On the selling side, the situation is slightly pessimistic. Last week, long and short hands collectively sold over 157,000 coins, exceeding the scale of the previous two weeks. As selling increased, exchange outflows also saw a slight decline.
Exchange Selling and Inflow/Outflow Statistics (Weekly)
Moreover, the long-hand group continues to sell. The historical cycle curse still profoundly affects this group. If they do not return to accumulation, BTC prices may struggle to stabilize.

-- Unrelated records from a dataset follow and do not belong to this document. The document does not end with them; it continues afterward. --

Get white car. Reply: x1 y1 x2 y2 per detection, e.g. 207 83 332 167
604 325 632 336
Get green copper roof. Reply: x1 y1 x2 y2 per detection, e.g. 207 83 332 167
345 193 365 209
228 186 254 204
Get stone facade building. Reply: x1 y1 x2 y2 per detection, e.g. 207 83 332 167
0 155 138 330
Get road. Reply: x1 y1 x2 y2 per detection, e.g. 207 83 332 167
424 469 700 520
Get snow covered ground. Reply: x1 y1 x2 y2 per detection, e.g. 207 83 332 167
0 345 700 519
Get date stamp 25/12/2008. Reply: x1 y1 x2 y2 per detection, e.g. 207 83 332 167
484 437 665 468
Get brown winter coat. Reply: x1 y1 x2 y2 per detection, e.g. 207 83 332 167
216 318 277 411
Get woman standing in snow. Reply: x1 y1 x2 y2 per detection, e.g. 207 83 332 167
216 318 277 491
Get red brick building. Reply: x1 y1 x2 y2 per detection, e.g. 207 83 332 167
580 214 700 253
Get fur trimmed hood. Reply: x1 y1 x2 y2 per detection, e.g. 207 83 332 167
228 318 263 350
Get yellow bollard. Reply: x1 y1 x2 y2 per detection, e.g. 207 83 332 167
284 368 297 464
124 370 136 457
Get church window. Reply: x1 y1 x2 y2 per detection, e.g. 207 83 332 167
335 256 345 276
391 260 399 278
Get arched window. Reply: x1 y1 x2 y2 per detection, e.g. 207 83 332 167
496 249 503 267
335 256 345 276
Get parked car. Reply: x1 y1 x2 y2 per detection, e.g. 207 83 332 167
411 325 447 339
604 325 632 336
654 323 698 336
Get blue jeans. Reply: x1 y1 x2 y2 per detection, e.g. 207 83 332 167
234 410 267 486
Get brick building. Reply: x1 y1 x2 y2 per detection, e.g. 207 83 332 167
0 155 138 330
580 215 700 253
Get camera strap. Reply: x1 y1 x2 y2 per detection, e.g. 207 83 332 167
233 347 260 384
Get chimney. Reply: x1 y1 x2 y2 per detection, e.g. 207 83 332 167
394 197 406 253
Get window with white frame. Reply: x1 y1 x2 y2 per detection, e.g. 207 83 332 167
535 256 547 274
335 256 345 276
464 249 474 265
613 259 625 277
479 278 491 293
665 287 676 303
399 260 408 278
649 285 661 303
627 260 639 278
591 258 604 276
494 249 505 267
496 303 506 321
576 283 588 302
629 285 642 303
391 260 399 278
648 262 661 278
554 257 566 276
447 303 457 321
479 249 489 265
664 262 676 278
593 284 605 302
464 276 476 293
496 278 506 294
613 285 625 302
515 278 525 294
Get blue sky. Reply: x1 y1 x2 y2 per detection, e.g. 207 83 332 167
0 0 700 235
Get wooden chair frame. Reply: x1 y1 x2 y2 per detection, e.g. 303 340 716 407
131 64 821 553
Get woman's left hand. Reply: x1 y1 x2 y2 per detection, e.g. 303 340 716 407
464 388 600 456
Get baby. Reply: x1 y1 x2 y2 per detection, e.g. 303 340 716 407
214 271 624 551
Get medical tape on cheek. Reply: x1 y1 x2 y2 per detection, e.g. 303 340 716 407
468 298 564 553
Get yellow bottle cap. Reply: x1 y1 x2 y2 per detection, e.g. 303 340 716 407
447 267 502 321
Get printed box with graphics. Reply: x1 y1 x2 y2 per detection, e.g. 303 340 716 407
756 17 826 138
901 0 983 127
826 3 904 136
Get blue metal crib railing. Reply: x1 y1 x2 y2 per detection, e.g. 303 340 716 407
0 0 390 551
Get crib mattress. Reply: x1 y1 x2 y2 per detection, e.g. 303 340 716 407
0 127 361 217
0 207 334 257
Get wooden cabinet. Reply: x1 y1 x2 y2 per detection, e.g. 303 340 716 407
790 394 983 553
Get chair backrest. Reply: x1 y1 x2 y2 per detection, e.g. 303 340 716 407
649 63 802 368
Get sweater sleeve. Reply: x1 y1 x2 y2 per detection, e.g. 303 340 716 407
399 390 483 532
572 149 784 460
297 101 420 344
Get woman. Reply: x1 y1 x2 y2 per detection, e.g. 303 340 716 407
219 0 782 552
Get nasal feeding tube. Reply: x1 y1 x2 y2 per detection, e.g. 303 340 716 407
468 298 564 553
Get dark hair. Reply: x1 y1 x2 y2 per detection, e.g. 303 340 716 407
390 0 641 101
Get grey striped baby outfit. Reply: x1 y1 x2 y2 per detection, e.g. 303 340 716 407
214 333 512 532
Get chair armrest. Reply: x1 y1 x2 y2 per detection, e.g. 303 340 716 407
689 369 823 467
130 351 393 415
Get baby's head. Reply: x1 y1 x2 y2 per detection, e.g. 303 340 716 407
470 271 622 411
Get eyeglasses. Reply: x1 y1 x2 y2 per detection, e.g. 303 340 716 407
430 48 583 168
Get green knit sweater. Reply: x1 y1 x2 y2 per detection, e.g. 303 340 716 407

There are also positive developments at the industry level. The CFTC announced the launch of a digital asset pilot, allowing regulated derivative markets to use BTC, ETH, and USDC as collateral, accompanied by stricter monitoring and reporting mechanisms. This breakthrough in using crypto assets as collateral in derivative scenarios benefits the integration of DeFi and CeFi, expands Crypto's application scenarios, and is a long-term positive for Crypto. Additionally, the highly anticipated "structural solution" was reported to have made progress and received bipartisan support from Democrats and Republicans. The eventual passage of this bill would benefit the further development of the crypto industry in the U.S. and promote increased institutional allocation to crypto assets.
Cycle Indicators
According to eMerge Engine, the EMC BTC Cycle Metrics is at 0, entering a "downturn phase" (bear market).